Dental health studies focus on children

By Nancy Ross-Flanigan,
News and Information Services, and
Jerry Mastey, School of Dentistry

Because most children don’t visit a dentist until around age three, family physicians and pediatricians have an important role to play in assessing youngsters’ oral health and educating their parents about tooth decay prevention. Professor of Dentistry Amid Ismail and colleagues surveyed about 2,400 physicians nationwide to find out if doctors consider a child’s risk of developing tooth decay when recommending fluoride supplements. Their results will be presented at the International Association for Dental Research.

Ismail gave doctors a questionnaire that included two case scenarios—one for an upper middle class child with no dental problems, the other for a child in a low-income family with visible tooth decay—and asked what they would recommend.

Of the 1,045 physicians who returned the questionnaire, most had a general understanding of the importance of fluoride in preventing tooth decay. But they failed to base their recommendations on the child’s current needs or risk of developing tooth decay in the future.

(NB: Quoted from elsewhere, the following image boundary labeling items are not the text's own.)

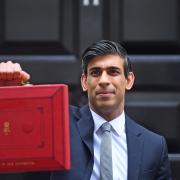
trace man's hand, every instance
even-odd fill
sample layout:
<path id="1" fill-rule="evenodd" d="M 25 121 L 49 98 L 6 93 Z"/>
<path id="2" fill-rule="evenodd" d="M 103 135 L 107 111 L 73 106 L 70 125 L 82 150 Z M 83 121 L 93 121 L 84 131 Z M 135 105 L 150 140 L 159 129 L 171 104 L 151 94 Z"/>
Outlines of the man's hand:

“Even though we had two scenarios—one child who doesn’t need much care right now and one who really does need immediate care—their answers were not that different, especially with regard to fluoride supplement use. It was kind of automatic,” says Woosung Sohn, assistant research scientist who collaborated with Ismail on the project. “So we think doctors should be re-informed about how to assess a child’s dental caries (tooth decay) risk before recommending fluoride supplements.”

As a first step, the researchers have developed an educational CD-ROM to help physicians make appropriate recommendations about fluoride use and other oral health matters.

Kids and Cavities—More than a toothache

Children who get cavities in their baby teeth—known as early childhood caries or baby bottle tooth decay—suffer more than just an occasional toothache, a study by pediatric dentistry graduate student Sara L. Filstrup has found. They often suffer loss of sleep, impaired concentration and even a poorer social life.

Filstrup and colleagues interviewed children ages 2 1/2–6 years with severe tooth decay. The children reported that mouth pain frequently kept them awake at night, interfered with their ability to pay attention in school and prevented them from eating. In fact, research shows that such children typically weigh only 80 percent as much as other children their age. Their parents, too, reported that the children’s oral health problems kept them from playing with other kids and disrupted their sleep. When dentists examined the children’s mouths, they found that kids whose parents reported the most quality of life problems had the most severe dental problems.

The children’s tooth decay was treated and the parents were quizzed again four weeks later. “The difference was like night and day,” says associate professor of dentistry Marita Inglehart, who collaborated with Filstrup on the work. “The parents said their kids were happier, could play better and slept through the night.”

Inglehart has submitted a proposal for a three-year study aimed at finding ways to educate parents and teachers about the impact of dental problems on children’s lives. She hopes to create a Web site for teachers and intervention workshops for parents.

“If you tell a parent their child has 61 percent decayed surfaces in the mouth, they’ll say, ‘Um-hmm. Oh.’ But if you tell them, ‘The reason your child can’t concentrate in school and gets bad grades isn’t because they have ADD; it’s because they have a toothache,’ they’ll understand how serious the problem is.”